Non-contrast CT head is the first-line imaging for acute stroke. Radiologists must read these scans stat, not four hours later. I review cases where the CT happens within 30 minutes but the radiologist reads it the next morning. The ED physician must review the images directly and document their interpretation while waiting for radiology. Hemorrhage exclusion is the primary goal because tPA administration in hemorrhagic stroke kills patients. Your nursing expert identifies when imaging happened, when radiology read it, and whether the ED physician documented their own preliminary read. Gaps in this chain prove protocol violations.

tPA Administration Requires Specific Exclusion Criteria Documentation

Tissue plasminogen activator has 31 absolute and relative contraindications. ED physicians must document they reviewed each exclusion criterion before withholding tPA. I see charts where the physician writes "not a tPA candidate" without listing which contraindications apply. Blood pressure above 185/110, recent surgery, current anticoagulation, and glucose abnormalities are common exclusions. The physician must document blood pressure readings, medication history, INR levels, and glucose values with decision-making that references these specific data points. When the chart lacks this documentation, you prove the physician never completed the checklist. The absence of documentation equals absence of proper evaluation.

Neurology Consultation Happens by Phone Within Minutes

EDs transfer stroke patients or consult neurology immediately. Most facilities use telemedicine stroke consultation. The neurologist must see or speak with the patient within 20 minutes of stroke alert activation. I review records where nursing notes mention calling neurology but include no documentation of the call time, neurologist name, or recommendations given. Your case strengthens when the phone log shows no outgoing calls during the critical window. Facilities that bill for telemedicine stroke consultation but produce no video documentation of the encounter face additional exposure. The neurology consult note should include the NIHSS score, review of imaging, and specific recommendations about tPA administration or transfer.

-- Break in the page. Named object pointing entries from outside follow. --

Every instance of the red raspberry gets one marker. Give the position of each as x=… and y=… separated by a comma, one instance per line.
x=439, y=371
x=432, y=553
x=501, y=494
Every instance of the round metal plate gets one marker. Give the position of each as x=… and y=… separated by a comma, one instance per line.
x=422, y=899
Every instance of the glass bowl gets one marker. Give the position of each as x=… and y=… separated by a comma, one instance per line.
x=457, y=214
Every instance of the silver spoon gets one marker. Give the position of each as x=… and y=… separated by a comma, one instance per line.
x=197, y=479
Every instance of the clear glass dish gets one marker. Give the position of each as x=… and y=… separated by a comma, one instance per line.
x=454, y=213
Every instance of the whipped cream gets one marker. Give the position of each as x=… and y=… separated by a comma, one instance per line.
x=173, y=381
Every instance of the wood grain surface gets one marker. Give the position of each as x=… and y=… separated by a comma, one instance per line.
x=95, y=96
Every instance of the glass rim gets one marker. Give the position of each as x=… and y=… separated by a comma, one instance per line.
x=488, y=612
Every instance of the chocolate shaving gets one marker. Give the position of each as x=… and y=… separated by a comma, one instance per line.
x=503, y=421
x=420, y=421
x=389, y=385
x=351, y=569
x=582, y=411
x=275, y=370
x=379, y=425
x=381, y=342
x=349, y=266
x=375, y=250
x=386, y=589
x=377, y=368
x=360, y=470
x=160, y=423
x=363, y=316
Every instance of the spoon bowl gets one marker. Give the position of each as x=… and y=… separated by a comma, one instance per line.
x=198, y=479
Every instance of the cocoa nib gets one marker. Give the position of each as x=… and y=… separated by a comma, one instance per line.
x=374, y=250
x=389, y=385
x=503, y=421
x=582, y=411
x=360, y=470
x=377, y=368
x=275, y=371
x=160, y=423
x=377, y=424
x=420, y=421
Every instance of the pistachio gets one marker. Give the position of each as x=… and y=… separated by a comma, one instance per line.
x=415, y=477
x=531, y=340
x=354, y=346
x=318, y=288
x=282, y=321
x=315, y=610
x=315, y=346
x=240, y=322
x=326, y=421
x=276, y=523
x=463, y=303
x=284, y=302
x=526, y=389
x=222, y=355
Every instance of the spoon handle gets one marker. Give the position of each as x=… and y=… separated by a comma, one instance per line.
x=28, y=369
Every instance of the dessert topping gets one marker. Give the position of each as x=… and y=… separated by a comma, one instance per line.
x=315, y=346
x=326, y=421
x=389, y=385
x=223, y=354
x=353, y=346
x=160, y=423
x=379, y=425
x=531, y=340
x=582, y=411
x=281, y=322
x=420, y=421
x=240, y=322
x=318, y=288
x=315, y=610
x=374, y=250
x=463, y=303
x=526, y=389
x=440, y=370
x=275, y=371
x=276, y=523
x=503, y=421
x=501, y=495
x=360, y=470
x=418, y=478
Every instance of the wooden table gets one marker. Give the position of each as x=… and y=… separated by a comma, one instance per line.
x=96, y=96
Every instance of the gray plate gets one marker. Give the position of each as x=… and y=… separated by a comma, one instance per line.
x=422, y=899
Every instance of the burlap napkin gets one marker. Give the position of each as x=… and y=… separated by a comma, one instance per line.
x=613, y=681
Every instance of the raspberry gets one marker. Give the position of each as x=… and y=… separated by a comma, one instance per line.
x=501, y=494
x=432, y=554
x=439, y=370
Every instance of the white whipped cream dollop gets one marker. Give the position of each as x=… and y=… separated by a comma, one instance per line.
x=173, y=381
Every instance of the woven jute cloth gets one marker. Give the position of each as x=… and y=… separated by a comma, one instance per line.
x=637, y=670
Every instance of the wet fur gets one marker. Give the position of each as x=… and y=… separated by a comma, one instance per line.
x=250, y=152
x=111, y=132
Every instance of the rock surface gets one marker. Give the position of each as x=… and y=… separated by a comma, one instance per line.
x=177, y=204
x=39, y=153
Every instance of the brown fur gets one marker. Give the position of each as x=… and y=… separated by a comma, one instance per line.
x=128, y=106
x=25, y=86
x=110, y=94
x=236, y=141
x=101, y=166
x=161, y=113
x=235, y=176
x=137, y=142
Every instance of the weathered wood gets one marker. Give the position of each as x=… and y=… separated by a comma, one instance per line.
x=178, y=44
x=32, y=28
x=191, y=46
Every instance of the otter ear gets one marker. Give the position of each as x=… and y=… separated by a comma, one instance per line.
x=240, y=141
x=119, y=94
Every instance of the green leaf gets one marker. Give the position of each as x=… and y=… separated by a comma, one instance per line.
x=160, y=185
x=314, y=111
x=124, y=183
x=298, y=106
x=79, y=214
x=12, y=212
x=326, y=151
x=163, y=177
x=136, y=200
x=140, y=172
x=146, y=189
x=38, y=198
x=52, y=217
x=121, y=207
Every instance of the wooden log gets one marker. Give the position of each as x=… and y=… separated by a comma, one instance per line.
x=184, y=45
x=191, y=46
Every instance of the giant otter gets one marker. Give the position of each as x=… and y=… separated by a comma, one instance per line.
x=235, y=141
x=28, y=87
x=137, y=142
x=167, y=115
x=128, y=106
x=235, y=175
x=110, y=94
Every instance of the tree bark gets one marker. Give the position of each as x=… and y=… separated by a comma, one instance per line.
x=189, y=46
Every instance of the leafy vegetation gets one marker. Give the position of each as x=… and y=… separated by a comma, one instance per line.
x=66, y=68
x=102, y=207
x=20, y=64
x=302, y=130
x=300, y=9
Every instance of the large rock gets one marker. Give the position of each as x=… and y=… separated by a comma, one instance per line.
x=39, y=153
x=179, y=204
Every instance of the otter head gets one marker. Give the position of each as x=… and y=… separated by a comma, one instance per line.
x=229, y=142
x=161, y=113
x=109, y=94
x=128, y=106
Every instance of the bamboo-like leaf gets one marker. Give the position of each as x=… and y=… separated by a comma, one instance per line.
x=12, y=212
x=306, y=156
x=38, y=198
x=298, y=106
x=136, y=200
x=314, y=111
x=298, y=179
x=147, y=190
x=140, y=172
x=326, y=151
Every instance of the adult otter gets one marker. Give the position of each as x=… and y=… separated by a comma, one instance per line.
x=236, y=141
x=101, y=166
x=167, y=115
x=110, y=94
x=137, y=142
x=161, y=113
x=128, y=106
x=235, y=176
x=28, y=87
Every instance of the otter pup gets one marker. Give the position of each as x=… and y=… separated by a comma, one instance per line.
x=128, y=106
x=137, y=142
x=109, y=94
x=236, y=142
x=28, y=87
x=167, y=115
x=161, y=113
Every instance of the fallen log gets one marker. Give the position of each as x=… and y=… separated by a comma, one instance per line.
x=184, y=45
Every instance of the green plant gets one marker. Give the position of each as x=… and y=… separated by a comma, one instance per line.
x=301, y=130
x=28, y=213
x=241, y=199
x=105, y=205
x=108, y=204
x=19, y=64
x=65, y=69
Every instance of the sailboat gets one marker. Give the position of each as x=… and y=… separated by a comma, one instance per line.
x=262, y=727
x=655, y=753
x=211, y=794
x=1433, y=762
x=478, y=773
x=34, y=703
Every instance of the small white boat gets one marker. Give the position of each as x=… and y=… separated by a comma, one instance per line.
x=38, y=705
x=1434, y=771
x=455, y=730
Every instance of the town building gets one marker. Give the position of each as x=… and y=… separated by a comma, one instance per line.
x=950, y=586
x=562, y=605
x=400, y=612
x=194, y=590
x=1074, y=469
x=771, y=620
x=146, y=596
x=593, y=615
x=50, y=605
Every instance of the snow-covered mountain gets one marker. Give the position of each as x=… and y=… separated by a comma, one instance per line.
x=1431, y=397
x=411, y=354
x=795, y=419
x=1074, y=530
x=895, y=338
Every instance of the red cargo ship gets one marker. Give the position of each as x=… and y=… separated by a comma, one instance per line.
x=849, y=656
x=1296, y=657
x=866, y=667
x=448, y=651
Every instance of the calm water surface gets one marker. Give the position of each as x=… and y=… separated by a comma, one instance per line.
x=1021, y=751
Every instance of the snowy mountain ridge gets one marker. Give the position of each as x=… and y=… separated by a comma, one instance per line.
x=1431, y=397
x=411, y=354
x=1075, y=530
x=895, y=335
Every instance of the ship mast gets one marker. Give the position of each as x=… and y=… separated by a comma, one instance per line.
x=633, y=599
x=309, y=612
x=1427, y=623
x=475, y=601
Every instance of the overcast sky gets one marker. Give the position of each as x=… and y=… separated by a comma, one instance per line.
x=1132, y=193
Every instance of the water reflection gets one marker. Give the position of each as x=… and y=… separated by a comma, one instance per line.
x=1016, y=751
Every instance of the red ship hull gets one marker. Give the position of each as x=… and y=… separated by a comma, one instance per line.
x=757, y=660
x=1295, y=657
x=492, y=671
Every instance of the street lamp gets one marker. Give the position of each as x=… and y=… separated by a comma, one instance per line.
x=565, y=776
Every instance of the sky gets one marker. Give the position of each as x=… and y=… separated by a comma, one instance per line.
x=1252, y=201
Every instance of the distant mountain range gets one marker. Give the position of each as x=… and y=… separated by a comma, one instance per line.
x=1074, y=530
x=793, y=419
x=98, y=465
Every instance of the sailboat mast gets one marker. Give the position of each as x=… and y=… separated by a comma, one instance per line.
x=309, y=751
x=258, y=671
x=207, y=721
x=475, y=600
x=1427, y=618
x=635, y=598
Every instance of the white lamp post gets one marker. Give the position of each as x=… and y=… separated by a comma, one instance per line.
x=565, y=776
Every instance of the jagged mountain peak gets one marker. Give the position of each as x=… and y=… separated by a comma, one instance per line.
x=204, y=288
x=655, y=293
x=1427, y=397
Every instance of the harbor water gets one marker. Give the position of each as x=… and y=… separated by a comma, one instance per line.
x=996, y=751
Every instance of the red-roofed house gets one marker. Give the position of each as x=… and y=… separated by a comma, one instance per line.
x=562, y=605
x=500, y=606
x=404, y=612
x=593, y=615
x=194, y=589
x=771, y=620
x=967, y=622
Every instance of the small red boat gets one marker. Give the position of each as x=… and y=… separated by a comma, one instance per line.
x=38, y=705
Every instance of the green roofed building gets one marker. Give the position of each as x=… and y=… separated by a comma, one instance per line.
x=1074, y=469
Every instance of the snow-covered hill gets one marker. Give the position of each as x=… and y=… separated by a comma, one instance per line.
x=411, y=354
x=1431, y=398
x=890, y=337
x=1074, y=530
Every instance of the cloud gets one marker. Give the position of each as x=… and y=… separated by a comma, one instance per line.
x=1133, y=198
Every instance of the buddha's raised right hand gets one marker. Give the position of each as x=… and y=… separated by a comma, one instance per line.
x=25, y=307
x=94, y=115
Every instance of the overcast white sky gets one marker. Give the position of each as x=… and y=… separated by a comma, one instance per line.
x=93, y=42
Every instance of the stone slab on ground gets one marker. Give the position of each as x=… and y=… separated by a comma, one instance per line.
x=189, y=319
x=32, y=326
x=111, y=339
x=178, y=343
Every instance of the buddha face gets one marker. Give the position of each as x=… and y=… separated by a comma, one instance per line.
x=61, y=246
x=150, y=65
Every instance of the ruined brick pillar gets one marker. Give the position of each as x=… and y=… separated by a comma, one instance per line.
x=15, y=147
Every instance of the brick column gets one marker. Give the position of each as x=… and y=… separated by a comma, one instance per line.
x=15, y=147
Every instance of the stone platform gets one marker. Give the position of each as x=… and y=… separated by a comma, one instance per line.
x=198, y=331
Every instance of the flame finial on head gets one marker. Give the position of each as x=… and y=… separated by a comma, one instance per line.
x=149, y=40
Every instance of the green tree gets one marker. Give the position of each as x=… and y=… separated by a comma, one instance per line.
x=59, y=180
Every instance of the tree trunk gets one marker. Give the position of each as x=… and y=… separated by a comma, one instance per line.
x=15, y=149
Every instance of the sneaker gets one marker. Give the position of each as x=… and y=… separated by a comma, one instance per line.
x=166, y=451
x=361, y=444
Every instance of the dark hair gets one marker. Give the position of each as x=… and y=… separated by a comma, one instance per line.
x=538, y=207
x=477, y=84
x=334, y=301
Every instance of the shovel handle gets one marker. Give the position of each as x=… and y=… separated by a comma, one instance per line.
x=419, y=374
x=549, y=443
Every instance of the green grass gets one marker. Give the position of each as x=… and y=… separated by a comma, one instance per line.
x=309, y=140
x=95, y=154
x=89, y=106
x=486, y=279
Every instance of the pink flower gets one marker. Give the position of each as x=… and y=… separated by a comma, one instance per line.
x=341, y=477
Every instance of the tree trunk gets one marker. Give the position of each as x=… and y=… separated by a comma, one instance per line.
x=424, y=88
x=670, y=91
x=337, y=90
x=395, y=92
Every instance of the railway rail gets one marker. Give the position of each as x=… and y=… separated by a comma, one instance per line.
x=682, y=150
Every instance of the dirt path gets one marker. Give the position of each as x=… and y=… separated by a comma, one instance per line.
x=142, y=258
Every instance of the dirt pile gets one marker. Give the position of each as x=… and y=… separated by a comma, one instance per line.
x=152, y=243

Post-tPA Monitoring Protocols Are Rigid and Measurable

Patients who receive tPA need neurological checks every 15 minutes for two hours, then every 30 minutes for six hours. Nursing must document NIHSS scores, blood pressure, and bleeding assessment at each interval. These patients require ICU-level monitoring. I see cases where the patient gets tPA in the ED, then sits in a hallway bed for three hours with vital signs checked once. Intracranial hemorrhage, the most dangerous tPA complication, develops in 6% of patients. Your nursing expert compares the documented monitoring intervals against protocol requirements. Missing assessments during the critical post-tPA window proves negligence when the patient deteriorates.